Consider one side of the loop with length ‘a’ perpendicular to the magnetic field (i.e., α = 0). The magnetic force (F) on this side due to the magnetic field (B) is given by:

F = BIL

where:

L = Length of the side of the loop (in meters, m)

**Step 3 – Calculate the torque on one side of the loop.**

The torque (τ) on this side of the loop is given by:

τ = F * a = BIL * a

**Step 4 – Find the torque on the entire loop.**

Since the loop has two sides of length ‘a’ and two sides of length ‘b’, the total torque (T_total) on the entire loop is:

T_total = 2τ_a + 2τ_b

= 2 * BIL * a + 2 * BIL * b

= 2BIL(a + b)

**Step 5 – Substitute A = ab (area of the loop) to get the final expression.**

The area (A) of the loop is given by the product of the lengths of its sides (a and b):

A = ab

Now, substitute this value into the total torque expression:

T_total = 2BIL(a + b)

= 2BI(ab + b²)

= 2BI(a + b²/a)

**Step 6 – Take the limit as b approaches zero.**

In the limit, as b approaches zero, the loop becomes infinitesimally tiny and approaches the shape of a planar coil.
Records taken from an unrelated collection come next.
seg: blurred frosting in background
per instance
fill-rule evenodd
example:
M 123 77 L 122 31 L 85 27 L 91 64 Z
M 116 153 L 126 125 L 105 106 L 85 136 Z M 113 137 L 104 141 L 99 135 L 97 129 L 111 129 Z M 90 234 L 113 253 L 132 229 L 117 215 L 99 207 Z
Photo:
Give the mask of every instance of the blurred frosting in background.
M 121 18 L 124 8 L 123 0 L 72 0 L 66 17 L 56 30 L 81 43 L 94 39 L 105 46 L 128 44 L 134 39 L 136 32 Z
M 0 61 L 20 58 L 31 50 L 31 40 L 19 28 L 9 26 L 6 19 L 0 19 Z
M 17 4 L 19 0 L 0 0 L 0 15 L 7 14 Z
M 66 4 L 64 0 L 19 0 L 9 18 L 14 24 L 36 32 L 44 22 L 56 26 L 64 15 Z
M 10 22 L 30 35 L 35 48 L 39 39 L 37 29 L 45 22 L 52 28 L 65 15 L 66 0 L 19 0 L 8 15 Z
At this limit, we define the number of turns per unit length as N = 1/a (number of turns per meter). Thus, b²/a approaches zero.

T_total = 2BI(a + b²/a)

= 2BI(a + 0)

= 2BIA

= 2μ

**Step 7 – Rewrite the expression in terms of the angle (α) between the magnetic field and the normal to the plane of the loop.**

Since μ = IA, we have:

T_total = 2μ

Recall that the magnetic moment (μ) can be written as:

μ = IA

Now, rewrite the expression for the total torque in terms of α:

T_total = 2IA

Using the definition of the dot product of two vectors:

A • B = |A| |B| cos α

where A • B is the dot product of vectors A and B, |A| and |B| are their magnitudes, and α is the angle between them.

We can write B as:

B = |B| (cos α) n̂

where n̂ is the unit vector in the direction of the magnetic field B.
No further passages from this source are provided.